19 octobre 2002  Actualités internationales
Dans la capitale américaine, la police, sur les dents, vérifie toutes les hypothèses, y compris celle de l’acte terroriste.
Photo : Agence Reuters
Dans la capitale américaine, la police, sur les dents, vérifie toutes les hypothèses, y compris celle de l’acte terroriste.
Washington - La peur du terrorisme a ressurgi à Washington après les neuf meurtres attribués à un tireur embusqué, mais les enquêteurs restent jusqu'à présent extrêmement prudents au sujet de cette hypothèse d'un acte terroriste organisé.

Aucun élément de l'enquête ne vient à ce stade étayer de tels soupçons.

Hier, la chaîne de télévision ABC a cependant affirmé qu'un homme soupçonné de liens terroristes, Nizar Trabelsi, interrogé la semaine dernière à Bruxelles par des agents du FBI, leur avait déclaré «avoir vu l'entraînement par al-Qaïda d'une équipe de trois francs-tireurs pour lancer des attaques contre les États-Unis». Le FBI s'est refusé à confirmer ou infirmer ces affirmations.

Un responsable américain a par ailleurs reconnu que des «combattants illégaux» détenus à Guantanamo (Cuba) s'étaient vu poser des questions en liaison avec le franc-tireur. «Nous devons vérifier toutes les hypothèses», a déclaré ce responsable qui a requis l'anonymat. «C'est simplement une démarche logique [...] mais il n'y a pas d'indication d'un lien», a-t-il ajouté. «Il n'y a pas plus de raison de pencher dans un sens que dans l'autre», avait affirmé mardi le responsable de la sécurité du territoire auprès de la Maison-Blanche, Tom Ridge.
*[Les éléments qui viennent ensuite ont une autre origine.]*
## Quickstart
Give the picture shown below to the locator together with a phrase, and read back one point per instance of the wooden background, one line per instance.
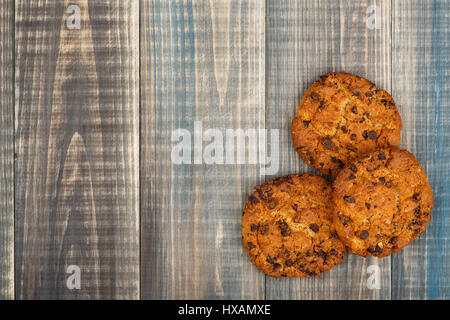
(86, 119)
Mais «personne au FBI et à la Maison-Blanche n'a exclu» l'hypothèse d'un acte terroriste, avait-il ajouté.

La conjonction d'une certaine frustration des enquêteurs et des difficultés des médias américains à proposer des «sujets» en relation avec cette affaire semble aussi être à l'origine de l'émergence de cette idée.
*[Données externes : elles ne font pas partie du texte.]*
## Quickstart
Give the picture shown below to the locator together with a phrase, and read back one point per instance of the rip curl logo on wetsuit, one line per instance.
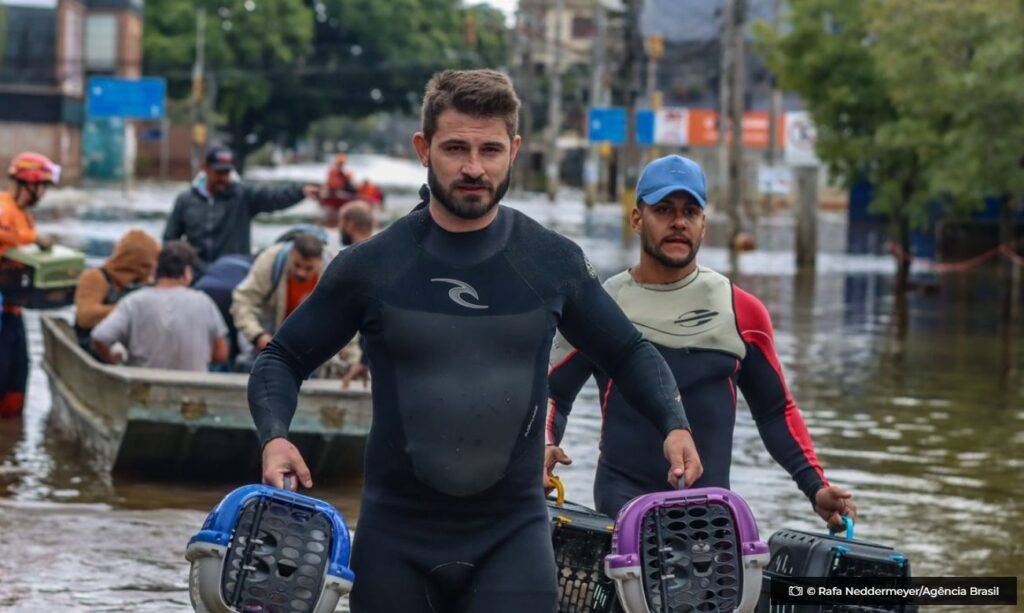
(695, 317)
(459, 290)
Selon un spécialiste du terrorisme, John Pike, il est impossible à ce stade d'établir un lien entre le franc-tireur et le réseau d'Oussama ben Laden, mais, ajoute-t-il, prouver le contraire est aussi difficile.
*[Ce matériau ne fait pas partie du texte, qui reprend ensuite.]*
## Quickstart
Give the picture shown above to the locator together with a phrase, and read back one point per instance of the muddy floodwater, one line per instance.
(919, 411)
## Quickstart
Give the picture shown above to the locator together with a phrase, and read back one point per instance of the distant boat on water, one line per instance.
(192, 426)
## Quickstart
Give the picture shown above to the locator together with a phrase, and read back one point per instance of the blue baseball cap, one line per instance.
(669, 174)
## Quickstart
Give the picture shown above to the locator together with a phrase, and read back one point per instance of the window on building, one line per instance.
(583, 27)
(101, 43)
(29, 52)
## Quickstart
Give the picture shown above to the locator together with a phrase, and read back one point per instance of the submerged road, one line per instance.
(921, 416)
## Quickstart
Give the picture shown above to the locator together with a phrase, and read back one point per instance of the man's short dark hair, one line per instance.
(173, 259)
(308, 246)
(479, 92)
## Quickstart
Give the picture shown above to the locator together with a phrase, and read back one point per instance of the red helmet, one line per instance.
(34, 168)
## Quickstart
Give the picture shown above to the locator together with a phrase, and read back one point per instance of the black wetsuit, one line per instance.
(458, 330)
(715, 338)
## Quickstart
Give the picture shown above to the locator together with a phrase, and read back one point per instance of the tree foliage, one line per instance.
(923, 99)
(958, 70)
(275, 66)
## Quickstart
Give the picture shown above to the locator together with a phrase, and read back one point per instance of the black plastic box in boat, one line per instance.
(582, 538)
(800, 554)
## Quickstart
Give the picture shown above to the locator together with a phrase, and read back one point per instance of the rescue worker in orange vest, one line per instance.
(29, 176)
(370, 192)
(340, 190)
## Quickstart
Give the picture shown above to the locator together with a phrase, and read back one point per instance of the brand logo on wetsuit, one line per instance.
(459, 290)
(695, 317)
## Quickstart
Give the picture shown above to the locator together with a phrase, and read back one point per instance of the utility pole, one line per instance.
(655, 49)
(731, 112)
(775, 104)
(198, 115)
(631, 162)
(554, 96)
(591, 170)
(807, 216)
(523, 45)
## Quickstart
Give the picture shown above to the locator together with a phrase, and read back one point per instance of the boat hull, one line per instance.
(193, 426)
Il évoque les aveux du taliban américain John Walker Lindh, condamné à 20 ans de prison. Peu après sa capture, en 2001, il avait dit à ses enquêteurs que les attentats du 11 septembre faisaient partie d'un plan en trois phases. Il avait ensuite précisé que le réseau al-Qaïda avait expédié 50 personnes sachant se servir d'un fusil d'assaut et d'explosifs pour mener des opérations contre les États-Unis et Israël.